Recientemente un artículo titulado “Herejes”, de Tomás Yerro, salía en defensa del teólogo Tamayo, recordando lo que les pasaba a los herejes de otros tiempos. Es un mal argumento, además de muy sobado. Con la historia en la mano, sólo se puede demostrar lo brutos que han sido nuestros antepasados (los de todos) y lo poco que calaron en el mensaje cristiano. Pero no sirve para juzgar el presente. Es como si cada vez que hablara un socialista, se le mentase a Stalin. Y cada vez que hablara un alemán, se le recordara el Holocausto. Y cada vez que saliera un ilustrado, se le leyeran las horrorosas opiniones de Voltaire sobre la trata de esclavos (de la que era decidido partidario); o se le contara lo que pasó con los hijos de Rousseau. O cada vez que se menciona la izquierda española, se recordara lo que le sucedió al obispo de Barbastro durante la guerra civil. Esta retórica sirve para confundir los sentimientos, pero no aclara la razón.
Para aclararse, hay que atenerse a los datos. Los datos son que, en estos años, el señor Tamayo ha discrepado con frecuencia y duramente de la Iglesia. Y ha dejado claro que no piensa lo que la Iglesia piensa en muchos puntos. Cualquiera que haya leído el periódico en el que escribe, lo sabe. Esta vez sucede lo contrario y es la Iglesia la que discrepa públicamente de Tamayo. Y lo ha hecho en términos mucho menos agresivos, y con muchos menos miles de ejemplares.
Desde el punto de vista democrático, sin querer entrar en la cuestión religiosa, hay que respetar los derechos de las dos partes. Tamayo tiene el derecho de discrepar y no creer lo que cree la Iglesia. La Iglesia tiene el derecho de discrepar y no creer lo que cree Tamayo. Tamayo tiene el derecho de separarse de la Iglesia. Y la Iglesia tiene el derecho de separarse de Tamayo. En un debate público, todos los derechos que se le concedan a Tamayo se le deben conceder a la Iglesia, por el mismo título.

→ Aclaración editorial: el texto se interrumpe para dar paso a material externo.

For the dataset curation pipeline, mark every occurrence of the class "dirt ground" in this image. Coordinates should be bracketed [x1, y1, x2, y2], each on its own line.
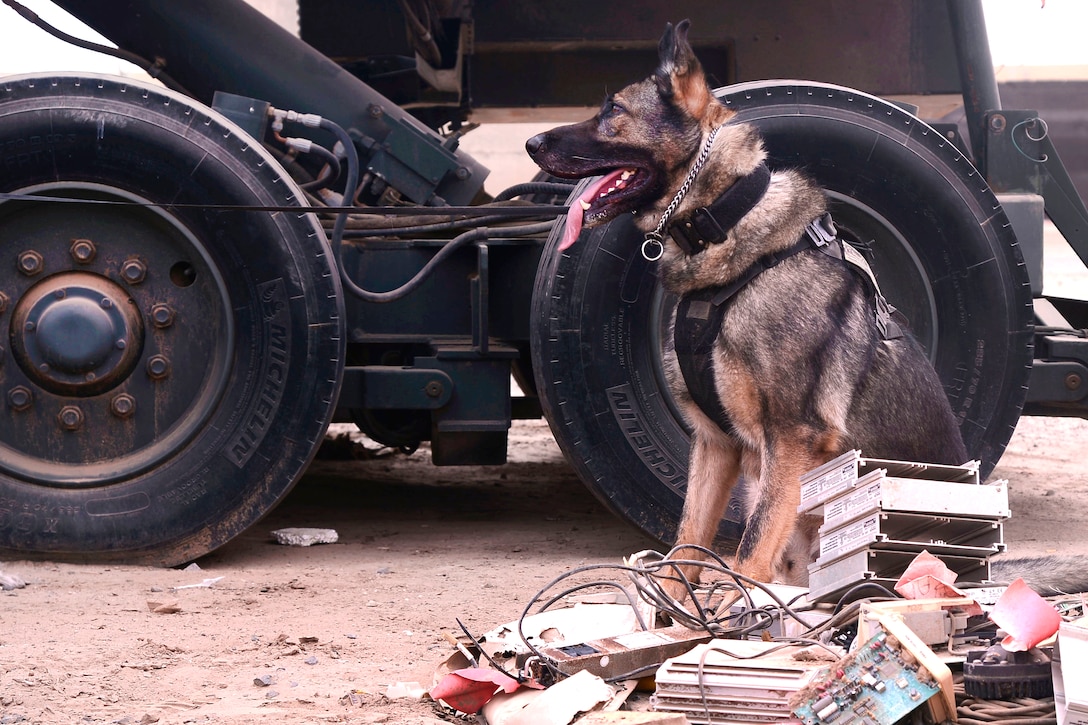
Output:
[0, 411, 1086, 725]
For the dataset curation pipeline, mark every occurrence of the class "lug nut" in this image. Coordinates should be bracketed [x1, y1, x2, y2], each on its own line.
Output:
[70, 239, 97, 263]
[121, 258, 147, 284]
[17, 250, 44, 276]
[7, 386, 33, 411]
[110, 393, 136, 419]
[150, 303, 176, 328]
[424, 381, 444, 398]
[57, 405, 84, 431]
[147, 355, 171, 380]
[1067, 372, 1083, 391]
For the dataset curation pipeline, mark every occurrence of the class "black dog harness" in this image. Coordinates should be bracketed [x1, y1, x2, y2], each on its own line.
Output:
[668, 165, 903, 434]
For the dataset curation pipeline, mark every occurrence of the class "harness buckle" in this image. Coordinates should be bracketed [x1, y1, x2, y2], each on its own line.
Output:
[805, 212, 838, 247]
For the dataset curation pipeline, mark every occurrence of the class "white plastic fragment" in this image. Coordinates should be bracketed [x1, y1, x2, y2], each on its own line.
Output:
[172, 576, 225, 591]
[0, 570, 26, 590]
[271, 527, 339, 546]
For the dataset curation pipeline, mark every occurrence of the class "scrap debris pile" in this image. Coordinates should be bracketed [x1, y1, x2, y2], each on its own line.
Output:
[419, 451, 1088, 725]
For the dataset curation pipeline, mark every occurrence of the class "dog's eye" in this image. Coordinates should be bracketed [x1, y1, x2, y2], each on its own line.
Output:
[602, 98, 625, 117]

Pero si se quiere entrar en la cuestión religiosa, nos encontramos con un problema doctrinal, que es preciso resolver con criterios doctrinales. Aquí lo que está en juego es que la Iglesia tiene dos mil años de existencia, una confesión de fe y un Catecismo de la Iglesia Católica. Y esa Iglesia, que sabe algo de lo que dice, declara que Tamayo no dice lo mismo. Ante tal discrepancia, Tamayo tiene varias posibilidades: aceptar que no dice lo mismo y corregirse; demostrar que dice lo mismo y no corregirse; demostrar que tiene razón y corregir el Catecismo; hacer su propio Catecismo y fundar otra iglesia. Sólo a esto último se le llama herejía. Y sólo si Tamayo lo hace, puede ser considerado un hereje; no porque lo diga la Iglesia, sino porque lo dice el Diccionario de la Real Academia.
De momento, aparte del señor Yerro, nadie ha llamado hereje al señor Tamayo. La Iglesia no se dedica a ofender a las personas, sino a defender su doctrina. Es seguro que todo el proceso se habrá hecho con mucha delicadeza, probablemente mucha más de la que usa Tamayo cuando le da por discrepar. No sé cuáles serán los sentimientos de Tamayo: si se sentirá mal o se sentirá bien. Si esto le hará feliz o le causará pesar. Si la publicidad gratuita que ha conseguido le resultará ofensiva o la agradecerá por lanzarle a la fama y permitirle vender masivamente sus libros. Si es el momento más bajo o el más alto de su carrera. Si le gusta sentirse un cristiano como todos, o prefiere ser el héroe transgresor que se opone al Catecismo. Cada uno tiene un margen para elegir el papel que quiere jugar en la vida y en la Iglesia. Pero, como en el matrimonio, cuando se trata de dos, la otra parte también tiene derecho a decir algo.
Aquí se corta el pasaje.